So you’ve probably seen the news: wholesale gas prices are increasing. In fact, prices are now more than double what they were in April and have surged to almost 13-year highs(1). We’ve then seen a number of energy companies going out of business and their customers moved to a new supplier, with potentially more going bust over the coming months.
In this blog we’re going to talk through what’s happening and try and ask the big question: What does this mean for you?
So why are wholesale gas prices rising so quickly?

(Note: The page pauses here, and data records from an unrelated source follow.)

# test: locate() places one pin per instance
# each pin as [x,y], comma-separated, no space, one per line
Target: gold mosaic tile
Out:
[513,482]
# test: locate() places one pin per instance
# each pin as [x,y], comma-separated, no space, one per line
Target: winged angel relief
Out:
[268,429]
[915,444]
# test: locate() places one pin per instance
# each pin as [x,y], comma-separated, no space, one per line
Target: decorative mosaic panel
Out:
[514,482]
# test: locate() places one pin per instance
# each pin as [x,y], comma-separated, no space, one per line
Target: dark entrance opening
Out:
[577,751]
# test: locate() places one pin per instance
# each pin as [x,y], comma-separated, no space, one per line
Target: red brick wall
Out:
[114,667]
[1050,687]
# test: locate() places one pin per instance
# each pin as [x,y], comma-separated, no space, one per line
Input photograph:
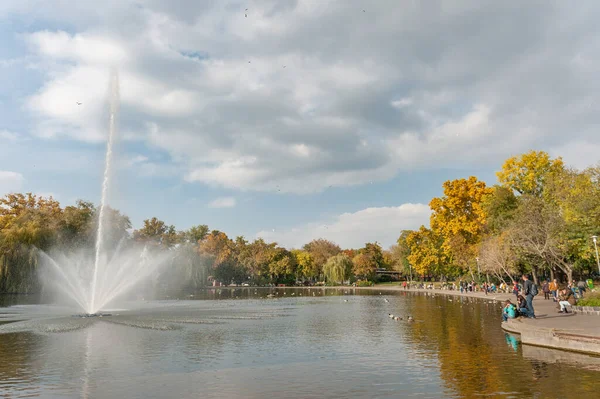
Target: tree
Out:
[528,173]
[400,252]
[255,258]
[306,264]
[576,195]
[363,266]
[497,257]
[156,232]
[337,269]
[459,218]
[499,208]
[196,234]
[27,223]
[369,259]
[218,246]
[321,250]
[537,233]
[282,265]
[426,253]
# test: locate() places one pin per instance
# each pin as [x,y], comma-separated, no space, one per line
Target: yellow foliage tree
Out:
[528,173]
[426,254]
[459,218]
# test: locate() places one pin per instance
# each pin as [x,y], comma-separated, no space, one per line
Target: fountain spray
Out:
[114,109]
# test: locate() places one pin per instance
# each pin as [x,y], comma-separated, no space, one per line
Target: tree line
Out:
[539,218]
[29,223]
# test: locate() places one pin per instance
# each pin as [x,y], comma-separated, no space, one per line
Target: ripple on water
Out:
[149,324]
[57,325]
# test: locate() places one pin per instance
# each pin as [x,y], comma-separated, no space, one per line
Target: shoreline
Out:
[570,332]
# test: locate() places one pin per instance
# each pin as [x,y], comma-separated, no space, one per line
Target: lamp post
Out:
[595,239]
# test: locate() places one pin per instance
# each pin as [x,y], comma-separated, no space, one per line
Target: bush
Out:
[590,300]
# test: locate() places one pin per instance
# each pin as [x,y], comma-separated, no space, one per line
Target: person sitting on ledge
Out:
[509,311]
[566,300]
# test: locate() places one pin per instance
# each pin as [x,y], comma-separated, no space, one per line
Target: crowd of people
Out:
[565,297]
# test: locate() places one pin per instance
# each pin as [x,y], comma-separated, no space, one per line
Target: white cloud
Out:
[353,230]
[578,154]
[295,98]
[10,181]
[223,202]
[8,136]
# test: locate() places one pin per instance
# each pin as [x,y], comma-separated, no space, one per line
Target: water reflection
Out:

Well it’s down to that age old reason, supply and demand. There’s just not enough gas available to cover everything that we need it for, whether that be heating, businesses or anything else. Here are the some of the main reasons why:
Due to a colder than normal winter in China and a desire to get things back to how they were before Covid, prices for Liquefied Natural Gas are rising which means suppliers are choosing to send their gas to Asia rather than Europe(2).
The flow of gas from Russia is lower than normal due to tensions in the Ukraine which means there’s less coming into Europe(3).
A blaze at the electricity interconnector at Sellindge shut down the undersea power link with France, which meant we’re more reliant on burning gas to produce electricity(4).
In the UK we produce about a third of the gas we need ourselves, which means we need to import around two thirds to meet demand(5). With gas prices rising and supplies low, it’s a struggle.
Will we run out of gas?
No, the government is confident we have enough gas to see us over through the winter into the warmer weather(6).
What does this mean for me?
If you’re with us, then your supply is safe. For our fixed price customers, your prices will remain the same until your tariff ends. If you’re on a variable tariff, your prices are protected by the price cap. The price cap is reviewed every six months, with the next one being in April 2022. Whilst prices might go up then, it is too far away to know for sure. We’ll let you know on your bill if there’s a lower-priced tariff you can switch to between now and then.
If you’re not with us, we’d recommend checking that you’re on the best tariff you can get – and to take regular meter readings, so you’re only billed for the energy you use.
We recommend to not switch supplier. Wait until Ofgem has appointed someone to look after all the customers affected. You should also take meter readings, that way you can give them to your new supplier straight away.